Since her first year at DU, Houser — who double majored in communication studies and Spanish and who will claim her bachelor of arts degree this week — has been arm deep not only in waste audits but also in a number of Center for Sustainability projects. She started off as an intern, but moved on to serve as the center’s energy programming undergraduate lead, organizing events and activities that highlighted the need to reduce energy usage and invest in clean alternatives.
“I [got] to engage with the student body and get them more involved with sustainability efforts,” Houser says. “I think we also cultivated a really fun environment — we like to create a positive connotation with sustainability that makes people want to participate.”
Houser already had a budding passion for sustainability when she arrived as a first-year student. That only deepened during her time in DU’s sustainability-themed Living and Learning Community. It was there that she first connected with the Center for Sustainability.
Since then, Houser has organized numerous events, including the annual energy challenge, which she worked to improve from the start.
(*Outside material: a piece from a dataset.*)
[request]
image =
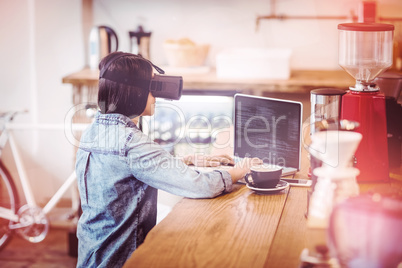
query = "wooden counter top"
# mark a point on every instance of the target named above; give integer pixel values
(301, 81)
“We kept trying different designs and structures each year for the past four years, and we were trying to find the right fit,” Houser explains. “This year was the best so far. We had people pledging their energy-saving efforts that they were going to try throughout the month of February.”
Houser also had a hand in other projects, including the center’s quarterly open mic nights, which saw an explosion in participation, and a “green room” certification program that allows sustainably-minded dorm residents to earn recognition for their in-room efforts to curb climate change.
Houser’s work at the Center for Sustainability didn’t just empowered her to make a difference on campus — it also gave her tangible career skills and connections that combine her academic training with a public good focus. After graduating, she will intern at Girls Inc., a nonprofit designed to inspire and support young girls.
Ultimately, Houser hopes to return to sustainability work, inspired by the impactful efforts of professionals she encountered during her time at DU. That’s thanks to the center, which introduced her to sustainability heroes through the annual Sustainability Summit and the Association for the Advancement of Sustainability in Higher Education (AASHE) conference. Houser attended last year’s AASHE event in Spokane, Washington.
“My end goal is to bring the communications and marketing skill I have and apply that to my passion for sustainability,” she says. “I definitely want to end up back in that. I think that would be really fulfilling for me.”